If you went to college in the early 90s, then you’ll likely remember getting an offer from MBNA in the mail. MBNA merged with Bank of America over a decade ago, and its pioneering move to solicit cash-starved college students, however ethically questionable, was a stroke of business genius. I returned a torn sweater to L.L. Bean, which was 30 minutes away, to get $25 for beer money. You think this kid was going to like the idea of a credit card?
Sign me up!
I recall that time as being a bit like the Wild West of credit card expansion. Banks like MBNA were becoming national powers and were finding ingenious ways to expand their revenue. The college crowd was ripe for the picking. I’ve blogged about how I began my march towards money smarts, starting after I paid off my Gateway computer after accumulating close to $1000 in interest charges on a $2000 machine. What was I thinking?

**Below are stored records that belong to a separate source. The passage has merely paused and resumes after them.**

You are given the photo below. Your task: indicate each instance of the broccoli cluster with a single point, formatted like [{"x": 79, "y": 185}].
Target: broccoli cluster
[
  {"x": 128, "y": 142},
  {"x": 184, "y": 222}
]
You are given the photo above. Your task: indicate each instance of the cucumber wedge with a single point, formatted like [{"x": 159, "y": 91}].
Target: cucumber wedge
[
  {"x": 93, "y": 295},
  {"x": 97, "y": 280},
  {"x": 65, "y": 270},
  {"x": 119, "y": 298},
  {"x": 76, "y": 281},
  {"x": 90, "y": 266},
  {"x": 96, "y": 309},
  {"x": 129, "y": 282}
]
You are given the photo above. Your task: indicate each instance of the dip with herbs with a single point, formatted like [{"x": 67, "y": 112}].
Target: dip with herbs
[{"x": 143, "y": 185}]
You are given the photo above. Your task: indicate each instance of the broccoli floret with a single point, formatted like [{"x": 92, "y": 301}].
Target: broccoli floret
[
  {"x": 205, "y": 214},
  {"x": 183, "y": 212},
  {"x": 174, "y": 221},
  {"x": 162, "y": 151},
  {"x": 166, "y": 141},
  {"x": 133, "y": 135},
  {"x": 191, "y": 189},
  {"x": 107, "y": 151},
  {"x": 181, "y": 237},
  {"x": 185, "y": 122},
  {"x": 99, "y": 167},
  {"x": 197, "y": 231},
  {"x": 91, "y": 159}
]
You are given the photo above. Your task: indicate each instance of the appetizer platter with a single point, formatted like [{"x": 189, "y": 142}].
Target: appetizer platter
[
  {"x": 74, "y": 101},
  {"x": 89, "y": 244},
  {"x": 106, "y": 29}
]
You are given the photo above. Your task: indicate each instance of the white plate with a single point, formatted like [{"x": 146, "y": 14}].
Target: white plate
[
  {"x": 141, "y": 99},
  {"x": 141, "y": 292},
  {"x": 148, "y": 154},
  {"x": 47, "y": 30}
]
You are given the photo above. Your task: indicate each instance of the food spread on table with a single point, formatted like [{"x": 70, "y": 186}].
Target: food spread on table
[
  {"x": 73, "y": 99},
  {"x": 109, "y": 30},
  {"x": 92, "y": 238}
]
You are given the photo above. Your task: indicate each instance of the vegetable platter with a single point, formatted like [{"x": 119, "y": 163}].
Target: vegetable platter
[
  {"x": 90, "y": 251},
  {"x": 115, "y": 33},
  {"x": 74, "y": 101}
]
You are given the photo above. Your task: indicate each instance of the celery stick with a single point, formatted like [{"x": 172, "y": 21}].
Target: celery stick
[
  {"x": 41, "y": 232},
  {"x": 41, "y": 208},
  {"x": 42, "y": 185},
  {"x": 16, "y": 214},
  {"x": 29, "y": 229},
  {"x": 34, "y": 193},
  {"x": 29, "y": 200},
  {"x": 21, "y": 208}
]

A good friend had it worse. She buried herself in much more debt via her college loans: “I feel like I’m STILL trying to extricate myself from that first $20k.”
I’m one of the fortunate ones.
Though my divorced parents had no discernible plan to teach my brothers and me to get money-smart (the lack of a consistent approach to anything is an obvious side effect of divorced families), both my dad and mom were pretty frugal. That money-smart modeling certainly didn’t hurt.
Faulting my parents for not preparing my brothers and me to get money-smart is also hard. Though our consumer-driven culture was in full bloom, predatory credit cardpractices hadn’t begun in earnest until my generation headed to college. The basic American Dream — that you could have the house, the two cars, a steady job and a pension for retirement simply through hard work — was firmly in place in our society.
Much has changed.
As parents, we are now realizing that we must start teaching our kids money-smarts from an early age.
We know more about the dangers of financial illiteracy for a number of reasons: Namely, we’ve experienced The Dot Com Bust and The Great Recession. Organizations like Jump$tart, financial institutions and companies like ours (The Money Mammals) are just a few of the folks driving awareness and providing programs to help this cause. An awareness of predatory practices has increased, and our government has responded by founding the Consumer Financial Protection Bureau (CFPB) to advocate for and provide protection for consumers.
We’re moving towards a more enlightened approach to money smarts: start early, focus on the basics, train kids with an allowance (by giving them real money to “practice”), discuss money in the home. Our parents had an excuse. We do not. In order to live money-comfortable lives, we have to teach actively.
I’m hopeful that by actively raising money-smart kids, we can make sure that they aren’t selling their sweaters to make ends meet.